Introduction: Pulsed field ablation (PFA) is a novel, non-thermal, atrial fibrillation (AF) ablation technique, in which delivery of millisecond electrical pulses generates pores in cell membranes, leading to its disruption (electroporation). PFA has demonstrated high selectivity for cardiomyocytes, thus reducing the risk of collateral extracardiac tissue damage often associated with thermal ablation methods. Both preclinical and clinical studies have indicated that PFA has promising advantages over existing techniques in terms of safety profile and enhanced lesion durability, although long and very-long term data are still lacking. We report on the procedural safety and acute effectiveness of the first PFA cases performed in the UK.
Methods: This was a prospective registry study including patients with AF who were eligible for ablation according to the European Society of Cardiology AF (2020) guidelines. A pre-procedural chest computed tomography scan was performed, to evaluate pulmonary vein (PV) anatomy and exclude intracardiac thrombus. All procedures were carried out under general anaesthesia, with patients omitting a single dose of their direct oral anticoagulants prior to the intervention. Heparin was administered to maintain an activated clotting time of >300 ms. The FARAPULSE® system (Boston Scientific, Massachusetts, USA) was used to perform PFA. Following a single transseptal puncture to access the left atrium, a single-shot multielectrode PFA catheter (Farawave®, Boston Scientific) was advanced over a guidewire, through a 13-Fr steerable sheath (Faradrive®, Boston Scientific). The catheter is composed of 5 splines, each containing 4 electrodes, and is rotated between applications, to ensure full circumferential PV ostial and antral coverage. Ablation is delivered in both ‘flower’ (Figure A1) and ‘basket’ (Figure A2) configurations, with a biphasic waveform output of 2000 V. Acute isolation of the treated vein was determined by the mapping electrodes on each spline of the PFA catheter. Electroanatomical 3D maps were also created using the Rhythmia® mapping system (Boston Scientific), both before and after ablation.

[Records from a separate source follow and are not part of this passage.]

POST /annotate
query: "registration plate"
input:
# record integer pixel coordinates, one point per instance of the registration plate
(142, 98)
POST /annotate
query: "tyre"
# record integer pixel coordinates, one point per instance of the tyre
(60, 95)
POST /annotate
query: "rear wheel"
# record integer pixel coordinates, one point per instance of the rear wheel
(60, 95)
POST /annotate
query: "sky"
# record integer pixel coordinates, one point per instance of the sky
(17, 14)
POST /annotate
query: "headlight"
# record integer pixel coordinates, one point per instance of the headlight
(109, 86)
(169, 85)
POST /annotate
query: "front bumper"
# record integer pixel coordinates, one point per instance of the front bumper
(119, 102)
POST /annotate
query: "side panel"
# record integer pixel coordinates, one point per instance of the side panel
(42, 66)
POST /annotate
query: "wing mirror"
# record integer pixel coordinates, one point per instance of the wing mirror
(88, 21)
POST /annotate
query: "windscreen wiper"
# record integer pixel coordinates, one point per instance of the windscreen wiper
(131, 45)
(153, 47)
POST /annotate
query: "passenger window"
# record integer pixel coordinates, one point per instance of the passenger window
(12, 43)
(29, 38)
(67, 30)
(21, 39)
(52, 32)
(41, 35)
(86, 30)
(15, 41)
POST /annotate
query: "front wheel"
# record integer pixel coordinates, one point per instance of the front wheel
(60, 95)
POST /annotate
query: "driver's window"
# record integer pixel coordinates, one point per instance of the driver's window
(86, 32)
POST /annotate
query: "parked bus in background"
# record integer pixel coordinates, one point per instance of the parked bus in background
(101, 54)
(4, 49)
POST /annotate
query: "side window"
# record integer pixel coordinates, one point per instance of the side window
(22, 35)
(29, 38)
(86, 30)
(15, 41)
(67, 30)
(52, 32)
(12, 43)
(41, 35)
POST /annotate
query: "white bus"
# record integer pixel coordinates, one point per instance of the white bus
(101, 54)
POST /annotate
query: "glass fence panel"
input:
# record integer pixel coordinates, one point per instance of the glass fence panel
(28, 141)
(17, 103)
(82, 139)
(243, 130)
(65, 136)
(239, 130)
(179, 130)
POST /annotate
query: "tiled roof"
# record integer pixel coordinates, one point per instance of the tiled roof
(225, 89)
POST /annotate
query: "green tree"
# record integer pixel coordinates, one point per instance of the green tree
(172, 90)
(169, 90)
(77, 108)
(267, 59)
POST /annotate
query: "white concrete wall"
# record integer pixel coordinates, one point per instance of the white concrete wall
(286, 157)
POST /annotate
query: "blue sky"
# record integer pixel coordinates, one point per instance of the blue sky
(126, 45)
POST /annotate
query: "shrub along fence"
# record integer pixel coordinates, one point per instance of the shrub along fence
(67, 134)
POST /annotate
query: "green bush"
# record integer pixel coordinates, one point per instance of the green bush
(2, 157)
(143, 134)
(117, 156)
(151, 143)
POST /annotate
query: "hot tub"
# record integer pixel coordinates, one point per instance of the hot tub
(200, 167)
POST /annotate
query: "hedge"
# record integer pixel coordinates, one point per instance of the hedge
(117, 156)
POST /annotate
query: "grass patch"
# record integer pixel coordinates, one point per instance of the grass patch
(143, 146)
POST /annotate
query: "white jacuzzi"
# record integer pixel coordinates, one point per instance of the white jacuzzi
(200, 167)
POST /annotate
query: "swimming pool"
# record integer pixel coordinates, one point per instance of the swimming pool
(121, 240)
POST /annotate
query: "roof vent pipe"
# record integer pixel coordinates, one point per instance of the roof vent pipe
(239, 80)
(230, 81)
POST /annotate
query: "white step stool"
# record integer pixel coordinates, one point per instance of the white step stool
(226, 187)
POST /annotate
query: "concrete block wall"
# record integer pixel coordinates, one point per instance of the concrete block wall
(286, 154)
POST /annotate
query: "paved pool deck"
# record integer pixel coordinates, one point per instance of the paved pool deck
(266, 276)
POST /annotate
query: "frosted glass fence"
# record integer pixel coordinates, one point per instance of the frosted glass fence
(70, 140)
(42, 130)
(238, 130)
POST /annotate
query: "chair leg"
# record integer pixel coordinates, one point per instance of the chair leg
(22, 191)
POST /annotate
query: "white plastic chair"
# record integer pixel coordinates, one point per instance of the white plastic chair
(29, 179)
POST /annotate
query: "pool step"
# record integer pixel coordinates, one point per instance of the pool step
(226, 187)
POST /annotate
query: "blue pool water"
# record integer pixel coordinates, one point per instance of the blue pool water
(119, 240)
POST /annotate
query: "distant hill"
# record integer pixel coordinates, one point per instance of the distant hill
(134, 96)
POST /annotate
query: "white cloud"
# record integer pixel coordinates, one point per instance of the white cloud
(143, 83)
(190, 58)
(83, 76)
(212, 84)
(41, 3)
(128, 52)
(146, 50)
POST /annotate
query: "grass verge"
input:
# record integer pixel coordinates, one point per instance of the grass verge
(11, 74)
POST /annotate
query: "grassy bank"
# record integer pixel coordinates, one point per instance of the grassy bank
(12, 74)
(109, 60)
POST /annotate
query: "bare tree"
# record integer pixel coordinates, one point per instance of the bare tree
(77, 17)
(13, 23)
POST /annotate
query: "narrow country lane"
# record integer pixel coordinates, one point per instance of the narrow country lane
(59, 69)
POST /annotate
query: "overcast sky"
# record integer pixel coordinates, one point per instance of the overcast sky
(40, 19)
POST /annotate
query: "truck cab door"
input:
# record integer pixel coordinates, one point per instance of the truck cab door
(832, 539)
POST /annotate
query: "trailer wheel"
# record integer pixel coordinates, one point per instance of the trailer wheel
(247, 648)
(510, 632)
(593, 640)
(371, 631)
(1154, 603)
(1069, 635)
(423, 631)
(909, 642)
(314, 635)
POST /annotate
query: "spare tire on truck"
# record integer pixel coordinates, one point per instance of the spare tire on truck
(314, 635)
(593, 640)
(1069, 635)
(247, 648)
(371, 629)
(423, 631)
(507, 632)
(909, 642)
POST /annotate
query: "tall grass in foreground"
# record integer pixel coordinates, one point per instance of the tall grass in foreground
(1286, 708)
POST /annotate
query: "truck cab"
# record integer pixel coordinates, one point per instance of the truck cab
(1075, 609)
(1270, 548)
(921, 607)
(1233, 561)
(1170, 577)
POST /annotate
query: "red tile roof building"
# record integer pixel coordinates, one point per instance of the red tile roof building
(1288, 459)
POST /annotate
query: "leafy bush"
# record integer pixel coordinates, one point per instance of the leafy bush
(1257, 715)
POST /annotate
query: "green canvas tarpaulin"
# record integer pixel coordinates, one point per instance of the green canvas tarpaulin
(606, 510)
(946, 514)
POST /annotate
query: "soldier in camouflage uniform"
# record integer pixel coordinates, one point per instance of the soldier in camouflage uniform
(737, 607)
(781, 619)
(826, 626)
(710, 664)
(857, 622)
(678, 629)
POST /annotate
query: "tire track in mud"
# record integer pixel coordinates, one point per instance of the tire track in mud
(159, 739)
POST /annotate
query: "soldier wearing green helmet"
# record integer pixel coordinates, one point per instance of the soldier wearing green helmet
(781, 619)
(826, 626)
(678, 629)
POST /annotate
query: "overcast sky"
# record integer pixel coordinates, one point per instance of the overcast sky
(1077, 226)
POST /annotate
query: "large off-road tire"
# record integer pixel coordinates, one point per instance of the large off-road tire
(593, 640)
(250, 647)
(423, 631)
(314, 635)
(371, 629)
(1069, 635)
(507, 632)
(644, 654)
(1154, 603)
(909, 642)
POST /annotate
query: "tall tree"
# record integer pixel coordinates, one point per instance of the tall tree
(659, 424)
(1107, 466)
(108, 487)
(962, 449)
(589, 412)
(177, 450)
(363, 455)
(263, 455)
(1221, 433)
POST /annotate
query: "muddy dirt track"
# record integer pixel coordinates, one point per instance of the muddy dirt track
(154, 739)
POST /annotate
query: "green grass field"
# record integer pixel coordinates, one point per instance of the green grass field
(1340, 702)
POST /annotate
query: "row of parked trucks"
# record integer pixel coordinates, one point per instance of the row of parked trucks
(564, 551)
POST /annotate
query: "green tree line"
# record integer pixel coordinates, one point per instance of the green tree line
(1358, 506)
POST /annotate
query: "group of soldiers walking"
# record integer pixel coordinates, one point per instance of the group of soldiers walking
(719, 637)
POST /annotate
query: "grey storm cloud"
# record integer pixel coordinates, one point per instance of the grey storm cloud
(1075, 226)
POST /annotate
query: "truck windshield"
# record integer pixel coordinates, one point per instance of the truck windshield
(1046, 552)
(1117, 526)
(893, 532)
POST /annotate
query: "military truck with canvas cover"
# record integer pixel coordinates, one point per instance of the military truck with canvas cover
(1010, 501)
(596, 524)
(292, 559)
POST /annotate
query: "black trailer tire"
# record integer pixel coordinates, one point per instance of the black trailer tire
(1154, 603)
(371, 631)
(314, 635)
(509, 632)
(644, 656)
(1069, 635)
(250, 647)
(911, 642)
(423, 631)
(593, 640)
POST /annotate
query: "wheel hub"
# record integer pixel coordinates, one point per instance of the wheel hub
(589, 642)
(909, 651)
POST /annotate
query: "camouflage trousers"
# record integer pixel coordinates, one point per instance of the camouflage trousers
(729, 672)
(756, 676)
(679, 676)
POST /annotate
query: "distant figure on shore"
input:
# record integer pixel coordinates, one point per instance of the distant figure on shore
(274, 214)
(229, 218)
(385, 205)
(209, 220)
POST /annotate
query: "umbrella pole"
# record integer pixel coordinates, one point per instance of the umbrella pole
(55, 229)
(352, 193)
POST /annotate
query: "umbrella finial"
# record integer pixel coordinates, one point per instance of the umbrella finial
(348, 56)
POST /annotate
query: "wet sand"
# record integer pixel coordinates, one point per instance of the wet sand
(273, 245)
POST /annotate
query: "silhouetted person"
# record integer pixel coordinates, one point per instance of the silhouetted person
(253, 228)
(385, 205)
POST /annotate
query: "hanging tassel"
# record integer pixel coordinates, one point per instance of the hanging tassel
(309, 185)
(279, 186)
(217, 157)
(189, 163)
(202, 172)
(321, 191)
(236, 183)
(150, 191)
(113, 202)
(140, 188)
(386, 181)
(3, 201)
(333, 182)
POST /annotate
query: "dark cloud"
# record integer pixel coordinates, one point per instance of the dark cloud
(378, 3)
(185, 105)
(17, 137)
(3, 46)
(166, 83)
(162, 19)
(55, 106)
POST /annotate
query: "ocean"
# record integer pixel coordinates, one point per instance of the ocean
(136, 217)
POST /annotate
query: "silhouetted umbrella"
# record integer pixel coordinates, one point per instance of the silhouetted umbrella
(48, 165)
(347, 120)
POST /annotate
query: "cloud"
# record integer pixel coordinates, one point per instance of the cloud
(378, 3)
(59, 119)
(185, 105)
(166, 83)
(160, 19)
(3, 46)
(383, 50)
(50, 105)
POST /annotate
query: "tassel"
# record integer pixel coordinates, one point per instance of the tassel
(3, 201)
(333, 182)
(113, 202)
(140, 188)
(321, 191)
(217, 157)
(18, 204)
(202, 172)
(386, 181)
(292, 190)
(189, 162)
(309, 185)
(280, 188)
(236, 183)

Results: Patient and procedure characteristics are detailed in the table (Figure B). In this series of treated patients, PFA successfully isolated all PVs, without any complications during the procedure and hospital admission. Vein isolation was confirmed both with electrogram and electroanatomical voltage mapping (Figure C, pre [left] and post [right] ablation). As per protocol, each vein was isolated with 8 applications, with the exception of the right inferior pulmonary vein in the first patient, which required 11 applications due to acute angulation of the vein with respect to the transeptal puncture. The mean procedure time was 102 ± 23 minutes, which reduced significantly with each case, indicating a steep learning curve, which improved on both radiofrequency and cryoballoon ablation times.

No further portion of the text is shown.